Werden Verluste zu schnell durch „Ersatz“ ersetzt, tun sie dem Kind keinen Gefallen. Stirbt
z.B. die Familienkatze – das kann für ein Kind ein schwerer Verlust sein – ist es nicht vordringlich, eine neue anzuschaffen. Das Kind soll trauern dürfen. Zeit braucht es auch, Erinnerungen nachzuhängen, das Verlorene wieder zu vergegenwärtigen. Möglichkeiten, etwas
aktiv zu machen, können helfen; denn Verlust ist immer auch eine Erfahrung der eigenen
Ohnmacht, also dem Geschehen tatenlos ausgeliefert zu sein. Dennoch etwas tun zu können, kann dem Gefühl entgegentreten. Dies darf aber nicht den Anschein erwecken, der Verlust werde dadurch ungeschehen gemacht.

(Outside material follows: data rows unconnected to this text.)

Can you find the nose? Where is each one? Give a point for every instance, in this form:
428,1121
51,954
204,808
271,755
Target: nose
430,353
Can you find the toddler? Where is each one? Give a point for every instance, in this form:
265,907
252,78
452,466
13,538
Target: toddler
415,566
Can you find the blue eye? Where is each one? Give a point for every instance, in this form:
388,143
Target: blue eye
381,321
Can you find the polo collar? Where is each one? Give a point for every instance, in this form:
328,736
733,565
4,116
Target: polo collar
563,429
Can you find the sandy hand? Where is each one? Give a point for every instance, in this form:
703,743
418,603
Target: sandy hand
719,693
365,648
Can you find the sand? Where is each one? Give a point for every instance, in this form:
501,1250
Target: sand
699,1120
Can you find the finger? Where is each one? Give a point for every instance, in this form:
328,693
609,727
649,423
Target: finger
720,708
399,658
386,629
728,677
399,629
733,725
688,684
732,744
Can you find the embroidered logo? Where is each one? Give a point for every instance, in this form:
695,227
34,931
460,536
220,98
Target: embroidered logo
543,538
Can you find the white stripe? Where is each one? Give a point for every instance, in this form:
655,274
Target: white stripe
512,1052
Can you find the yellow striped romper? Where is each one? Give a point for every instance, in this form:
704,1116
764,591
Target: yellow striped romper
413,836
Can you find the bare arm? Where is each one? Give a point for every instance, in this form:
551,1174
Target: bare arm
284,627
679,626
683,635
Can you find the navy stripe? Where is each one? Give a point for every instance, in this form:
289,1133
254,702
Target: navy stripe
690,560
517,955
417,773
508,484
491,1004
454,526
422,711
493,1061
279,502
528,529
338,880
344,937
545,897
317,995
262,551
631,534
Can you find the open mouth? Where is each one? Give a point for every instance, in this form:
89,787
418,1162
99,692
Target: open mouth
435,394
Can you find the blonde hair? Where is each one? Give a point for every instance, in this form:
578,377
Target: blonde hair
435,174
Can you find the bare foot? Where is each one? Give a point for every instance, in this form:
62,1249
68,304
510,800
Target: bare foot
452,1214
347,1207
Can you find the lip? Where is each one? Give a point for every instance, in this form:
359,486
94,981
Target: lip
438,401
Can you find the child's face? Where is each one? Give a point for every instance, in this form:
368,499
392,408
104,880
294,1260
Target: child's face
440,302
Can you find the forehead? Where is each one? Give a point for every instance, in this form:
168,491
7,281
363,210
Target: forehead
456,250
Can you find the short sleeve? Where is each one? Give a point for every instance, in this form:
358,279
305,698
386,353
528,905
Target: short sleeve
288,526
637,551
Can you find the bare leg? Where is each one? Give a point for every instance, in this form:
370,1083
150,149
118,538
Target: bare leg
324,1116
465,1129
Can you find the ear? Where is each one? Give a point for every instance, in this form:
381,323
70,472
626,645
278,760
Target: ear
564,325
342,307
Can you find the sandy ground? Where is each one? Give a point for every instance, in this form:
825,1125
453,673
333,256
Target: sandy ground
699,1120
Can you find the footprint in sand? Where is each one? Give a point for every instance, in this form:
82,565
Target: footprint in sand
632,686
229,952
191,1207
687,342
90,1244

Und noch eins: Gefährlich ist nicht die gezeigte Trauen. Weinen und Heulen hilft. Früher gab
und anderorts gibt es nicht ohne Grund den Brauch der Klageweiber. Gefährlich ist die verdrängte Trauer, die Fassade der Unerschütterlichen und die Verwandlung der Trauer in Wut
und Wüten.
Oft gilt es, im Wüterich oder coolen Gewalttäter die Trauer, die Verletzungen und Verluste
wieder auszugraben, um ihn von seiner Verhaltensstörung zu befreien.